# ☁️ Keyword Frequency and Word Cloud Visualisation

This notebook loads a CSV containing extracted keywords and generates a frequency list and word cloud to visualise the most commonly occurring terms. It includes adjustable custom stopword filtering and text preprocessing for cleaner results.
Overall, the aim of this notebook is to have a better understanding what's in the dataset through displaying the most frequent keywords.


## 📦 Import Required Libraries

We import:
- `pandas` to load the CSV file
- `wordcloud` to generate the visualization
- `matplotlib` to display the image
- `Counter` to calculate word frequency
- `string` to help with punctuation removal


In [None]:
import pandas as pd 
from wordcloud import WordCloud 
import matplotlib.pyplot as plt
from collections import Counter
import string



## 📄 Load Your CSV File

We load one og the enhanced datasets and extract the `keywords` column for analysis. You can choose any dataset and any column.

In [None]:

# Load your CSV file
df = pd.read_csv('data/AoT5_enhanced.csv')

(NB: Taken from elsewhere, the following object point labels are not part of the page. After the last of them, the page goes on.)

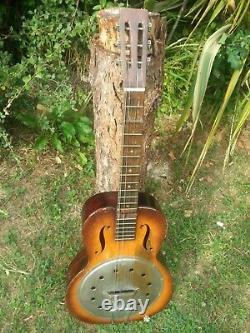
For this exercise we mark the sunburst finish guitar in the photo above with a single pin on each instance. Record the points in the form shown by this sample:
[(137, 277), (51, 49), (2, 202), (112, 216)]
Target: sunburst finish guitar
[(117, 277)]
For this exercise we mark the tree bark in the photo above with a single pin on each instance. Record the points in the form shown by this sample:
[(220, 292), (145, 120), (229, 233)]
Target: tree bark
[(108, 101)]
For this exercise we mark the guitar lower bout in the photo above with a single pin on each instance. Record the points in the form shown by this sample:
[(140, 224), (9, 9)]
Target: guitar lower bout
[(118, 281)]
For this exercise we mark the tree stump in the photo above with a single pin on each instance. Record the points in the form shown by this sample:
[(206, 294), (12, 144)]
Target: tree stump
[(106, 83)]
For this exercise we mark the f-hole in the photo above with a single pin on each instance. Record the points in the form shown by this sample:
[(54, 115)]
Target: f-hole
[(146, 238)]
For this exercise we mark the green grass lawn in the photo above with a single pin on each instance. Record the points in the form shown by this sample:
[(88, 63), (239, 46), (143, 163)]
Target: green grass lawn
[(206, 248)]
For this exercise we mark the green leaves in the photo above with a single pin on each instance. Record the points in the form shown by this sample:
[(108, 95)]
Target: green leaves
[(68, 131), (205, 64), (41, 143), (57, 143)]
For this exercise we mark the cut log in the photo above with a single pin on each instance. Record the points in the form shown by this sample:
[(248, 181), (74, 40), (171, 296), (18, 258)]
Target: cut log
[(108, 96)]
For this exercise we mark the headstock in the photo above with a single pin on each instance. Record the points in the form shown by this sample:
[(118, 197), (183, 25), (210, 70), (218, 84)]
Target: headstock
[(133, 42)]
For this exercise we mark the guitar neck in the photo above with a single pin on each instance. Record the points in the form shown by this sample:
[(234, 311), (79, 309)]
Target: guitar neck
[(130, 172)]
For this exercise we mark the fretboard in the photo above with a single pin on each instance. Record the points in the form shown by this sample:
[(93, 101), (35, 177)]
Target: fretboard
[(130, 171)]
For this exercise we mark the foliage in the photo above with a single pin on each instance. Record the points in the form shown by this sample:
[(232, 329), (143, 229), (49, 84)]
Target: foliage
[(44, 89), (219, 74)]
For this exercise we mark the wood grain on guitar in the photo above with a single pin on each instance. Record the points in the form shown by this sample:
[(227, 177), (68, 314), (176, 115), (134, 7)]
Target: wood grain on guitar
[(117, 277)]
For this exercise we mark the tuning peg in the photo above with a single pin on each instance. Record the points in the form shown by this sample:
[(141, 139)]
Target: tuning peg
[(117, 44), (118, 62)]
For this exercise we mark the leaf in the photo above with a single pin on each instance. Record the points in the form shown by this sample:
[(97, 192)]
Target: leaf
[(26, 79), (68, 130), (57, 143), (28, 120), (41, 143), (230, 89), (82, 158), (206, 61)]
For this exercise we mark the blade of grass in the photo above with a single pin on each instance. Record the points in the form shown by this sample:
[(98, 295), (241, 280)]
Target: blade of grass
[(245, 113), (206, 61), (230, 89)]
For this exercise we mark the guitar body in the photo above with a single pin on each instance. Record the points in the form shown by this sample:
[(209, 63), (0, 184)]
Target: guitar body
[(107, 269)]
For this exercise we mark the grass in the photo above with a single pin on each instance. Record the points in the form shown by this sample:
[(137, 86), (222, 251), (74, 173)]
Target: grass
[(206, 248)]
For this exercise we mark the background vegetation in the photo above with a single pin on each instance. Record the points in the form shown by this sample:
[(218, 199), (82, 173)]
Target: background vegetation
[(46, 138), (44, 62)]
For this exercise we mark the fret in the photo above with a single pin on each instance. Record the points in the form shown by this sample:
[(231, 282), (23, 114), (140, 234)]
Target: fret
[(128, 203), (132, 146)]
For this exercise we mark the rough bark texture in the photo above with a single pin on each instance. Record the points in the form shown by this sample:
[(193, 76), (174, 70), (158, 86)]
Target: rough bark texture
[(108, 98)]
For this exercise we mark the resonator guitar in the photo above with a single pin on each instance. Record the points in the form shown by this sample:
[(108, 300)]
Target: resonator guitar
[(117, 276)]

# Extract the 'keywords' column
keywords = df['keywords'].dropna().tolist()



## 🧩 Combine All Keywords into One Text Block

We join the list of keyword strings into a single large string for processing.


In [None]:

# Combine all keywords into a single string
text = ' '.join(keywords)



## 🧹 Define and Apply Custom Stopwords

We define a custom list of stopwords — domain-specific words we want to ignore in the word cloud — 
and remove punctuation and lowercase all words.


In [None]:

# Define custom stopwords. We predefined a few frequent terms but you can adjust it.
custom_stopwords = set(['thousand','thought','read','youre','weve','day','say','feel','settings','youll','uks','don','website', 'health', 'uk', 'welcome', 'way', 'world', 'team', 'working', 'cookies', 
                        'site', 'information', 'provide', 'healthcare', 'using', 'need', 'share', 'staff', 
                        'know', 'range', 'visit', 'unique', 'understand', 'services', 'really', 'things', 
                        'association', 'best', 'think', 'used', 'latest', 'project', 'offer', 'online', 
                        'taking', 'british', 'understanding', 'better', 'weeks', 'group', 'doctors', 'wide', 
                        'today', 'run', 'page', 'join'])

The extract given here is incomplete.